Hoy es otro nombre con el mismo apellido el que desborda la paciencia social y coloca a la Justicia en una de las más intensas percepciones de desprestigio que se recuerden.
Ocurrió con José y ocurre con Cristóbal. Nadie descubrió entonces ni descubre ahora la corrupción. No estuvimos ni estamos ante situaciones novedosas ni revelaciones insospechadas. Sí ante la sensación de lo intolerable, de la necesidad de avanzar en serio contra la impunidad
Tras los bolsos de López algo sucedió. Nada sustancial, nada definitivo pero el impacto se sintió. Luego de años de infructuosas campañas se logró la sanción de la Ley de Acceso a la Información Pública y de una primera aproximación a la figura del arrepentido aunque claramente insuficiente y cuya modificación es urgente e indispensable si queremos desarmar las complicidades mafiosas y llegar a los principales responsables de los grandes actos corruptos.
El empuje no alcanzó para sancionar la extinción de dominio –que duerme en los cajones del Senado desde un año y medio-. Tampoco para abreviar los quince años promedio que llevan los juicios de corrupción. La Justicia Federal en lo Penal, el Fuero encargado de esos procesos, se limitó a producir algunos actos de cierta espectacularidad y –en muchos casos- de escasa consistencia como prisiones preventivas destinadas a ser revocadas en breve lapso.
El común de la gente no comprende –como es lógico- los tecnicismos de los procedimientos judiciales. En cambio sabe que, para decirlo con palabras sencillas, “nadie va preso” por crímenes de corrupción y, lo que muchas veces indigna aún más, casi nunca (y el casi es una concesión a la relatividad de las cosas) el Estado recupera las inmensas sumas que le (nos) son robadas.
Por eso el caso Cristóbal López ha vuelto a conmover a la opinión pública, porque sus circunstancias son, otra vez, demasiado groseras como para que pasen desapercibidas o se agreguen como una perla más al reluciente collar de la corrupción
Es difícil tolerar que quien cobra por cuenta del Estado un impuesto que todos debemos pagar como el de los combustibles, en lugar de rendirlo de inmediato, se lo apropie para sí y después pida devolverlo en cómodos planes de pagos (que tampoco cumple). Peor aún es que eso suceda durante años y que el dinero apropiado ascienda a cifras escandalosas que se cuentan en miles de millones.

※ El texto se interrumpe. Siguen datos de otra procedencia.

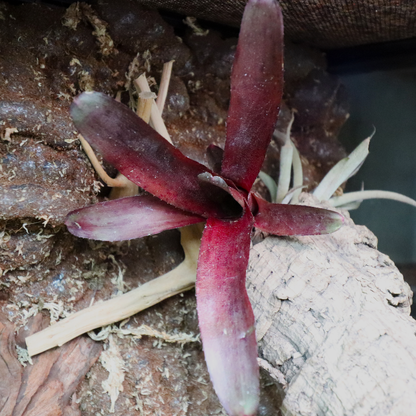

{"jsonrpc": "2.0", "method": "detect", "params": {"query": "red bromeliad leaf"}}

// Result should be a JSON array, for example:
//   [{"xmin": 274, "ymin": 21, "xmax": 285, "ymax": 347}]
[
  {"xmin": 253, "ymin": 194, "xmax": 344, "ymax": 235},
  {"xmin": 221, "ymin": 0, "xmax": 284, "ymax": 192},
  {"xmin": 65, "ymin": 195, "xmax": 203, "ymax": 241},
  {"xmin": 71, "ymin": 92, "xmax": 242, "ymax": 220},
  {"xmin": 196, "ymin": 209, "xmax": 259, "ymax": 416}
]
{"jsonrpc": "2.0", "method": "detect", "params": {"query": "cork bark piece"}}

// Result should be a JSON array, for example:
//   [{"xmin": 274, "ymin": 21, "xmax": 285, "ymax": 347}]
[{"xmin": 248, "ymin": 193, "xmax": 416, "ymax": 415}]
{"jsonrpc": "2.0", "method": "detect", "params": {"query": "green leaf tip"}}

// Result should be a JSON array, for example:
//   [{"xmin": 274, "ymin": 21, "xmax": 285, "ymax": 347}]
[{"xmin": 324, "ymin": 210, "xmax": 344, "ymax": 234}]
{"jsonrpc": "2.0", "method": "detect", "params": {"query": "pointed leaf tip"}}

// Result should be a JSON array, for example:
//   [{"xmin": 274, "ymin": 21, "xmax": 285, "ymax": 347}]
[
  {"xmin": 313, "ymin": 136, "xmax": 372, "ymax": 201},
  {"xmin": 324, "ymin": 210, "xmax": 344, "ymax": 233}
]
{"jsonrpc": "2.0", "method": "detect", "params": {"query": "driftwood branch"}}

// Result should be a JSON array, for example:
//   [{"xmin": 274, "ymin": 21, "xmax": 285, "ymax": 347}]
[
  {"xmin": 248, "ymin": 193, "xmax": 416, "ymax": 415},
  {"xmin": 26, "ymin": 224, "xmax": 201, "ymax": 356}
]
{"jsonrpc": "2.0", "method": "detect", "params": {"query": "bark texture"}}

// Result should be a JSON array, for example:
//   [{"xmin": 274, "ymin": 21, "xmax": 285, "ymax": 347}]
[
  {"xmin": 248, "ymin": 193, "xmax": 416, "ymax": 416},
  {"xmin": 0, "ymin": 312, "xmax": 102, "ymax": 416}
]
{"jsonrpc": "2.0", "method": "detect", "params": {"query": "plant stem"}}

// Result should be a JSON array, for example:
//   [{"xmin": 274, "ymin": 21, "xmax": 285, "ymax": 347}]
[
  {"xmin": 156, "ymin": 60, "xmax": 174, "ymax": 115},
  {"xmin": 134, "ymin": 74, "xmax": 171, "ymax": 142},
  {"xmin": 78, "ymin": 134, "xmax": 125, "ymax": 188},
  {"xmin": 137, "ymin": 91, "xmax": 156, "ymax": 123}
]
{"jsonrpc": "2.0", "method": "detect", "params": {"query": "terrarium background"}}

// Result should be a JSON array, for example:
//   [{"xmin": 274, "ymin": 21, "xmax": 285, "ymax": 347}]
[
  {"xmin": 2, "ymin": 0, "xmax": 416, "ymax": 414},
  {"xmin": 137, "ymin": 0, "xmax": 416, "ymax": 49}
]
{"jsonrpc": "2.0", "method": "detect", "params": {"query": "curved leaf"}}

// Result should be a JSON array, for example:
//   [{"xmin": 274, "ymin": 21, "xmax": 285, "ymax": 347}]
[
  {"xmin": 71, "ymin": 92, "xmax": 242, "ymax": 219},
  {"xmin": 313, "ymin": 137, "xmax": 372, "ymax": 201},
  {"xmin": 253, "ymin": 194, "xmax": 344, "ymax": 235},
  {"xmin": 221, "ymin": 0, "xmax": 284, "ymax": 191},
  {"xmin": 329, "ymin": 190, "xmax": 416, "ymax": 210},
  {"xmin": 65, "ymin": 195, "xmax": 203, "ymax": 241}
]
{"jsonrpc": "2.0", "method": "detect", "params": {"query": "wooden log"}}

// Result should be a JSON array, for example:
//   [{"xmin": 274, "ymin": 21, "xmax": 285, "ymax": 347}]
[{"xmin": 248, "ymin": 193, "xmax": 416, "ymax": 415}]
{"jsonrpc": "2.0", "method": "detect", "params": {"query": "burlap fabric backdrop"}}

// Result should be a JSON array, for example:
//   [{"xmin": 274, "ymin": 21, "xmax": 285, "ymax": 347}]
[{"xmin": 136, "ymin": 0, "xmax": 416, "ymax": 49}]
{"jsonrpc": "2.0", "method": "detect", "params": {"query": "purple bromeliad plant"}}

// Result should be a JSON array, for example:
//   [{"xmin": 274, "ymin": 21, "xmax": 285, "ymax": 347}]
[{"xmin": 66, "ymin": 0, "xmax": 343, "ymax": 414}]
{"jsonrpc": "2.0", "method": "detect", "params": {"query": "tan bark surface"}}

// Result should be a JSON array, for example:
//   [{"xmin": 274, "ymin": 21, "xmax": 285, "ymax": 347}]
[{"xmin": 248, "ymin": 194, "xmax": 416, "ymax": 416}]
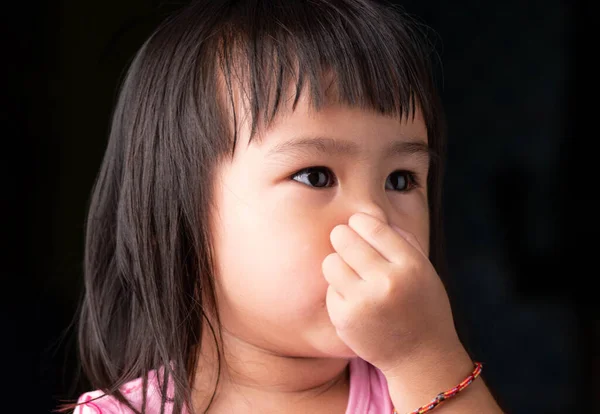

Pero lo que colma todo límite es que la Afip, el mismo órgano recaudador estatal que le da de baja el Cuit al cuentapropista que no paga el monotributo o intima ante el menor incumplimiento tributario, haya sido el cómplice indispensable de una maniobra tan alevosa y enorme.
También sabemos que esas inmensas sumas se utilizaron para comprar otras empresas, en particular diversos medios de comunicación y que el grupo empresario entero está hoy al borde de la quiebra, con miles de puestos de trabajo en riesgo inminente y el Estado enfrentado además a la imposibilidad de recuperar su crédito.
Cristóbal López y Fabián de Souza están procesados por apropiarse de las enormes sumas que cobraron en concepto de impuestos y estaban en prisión preventiva por las múltiples maniobras -descriptas por el Juez que así lo dispuso- cuya finalidad era impedir que el Estado recuperase algún día lo que se llevaron.
Era pues natural que la resolución que no sólo los liberó sino que modificó la calificación del delito convirtiéndola en una mera evasión fiscal, provocase una masiva reacción de repudio.
La imagen del Poder Judicial está profundamente deteriorada. La de la Justicia Federal habita muy por debajo del subsuelo. Basta una rápida lectura –entre otros aportes de expertos en el tema- del demoledor “Libro Negro de la Justicia” del periodista Tato Young para comprobar que el problema no es sólo de imagen.
La sociedad no desea prisiones preventivas sino sentencias que, según corresponda en cada caso, condenen o absuelvan en procesos sustanciados de acuerdo a la Ley. El problema es que algo tan elemental para un Estado de Derecho Democrático como impartir justicia en un tiempo mínimamente razonable, se parece cada día más a una utopía
El reclamo está planteado. La Justicia debe transformarse con la rapidez y eficacia que le impone el momento. No hay salida sino dentro de las instituciones democráticas y éllas deben estar a la altura de tiempos en que la sociedad demanda poner fin a la impunidad.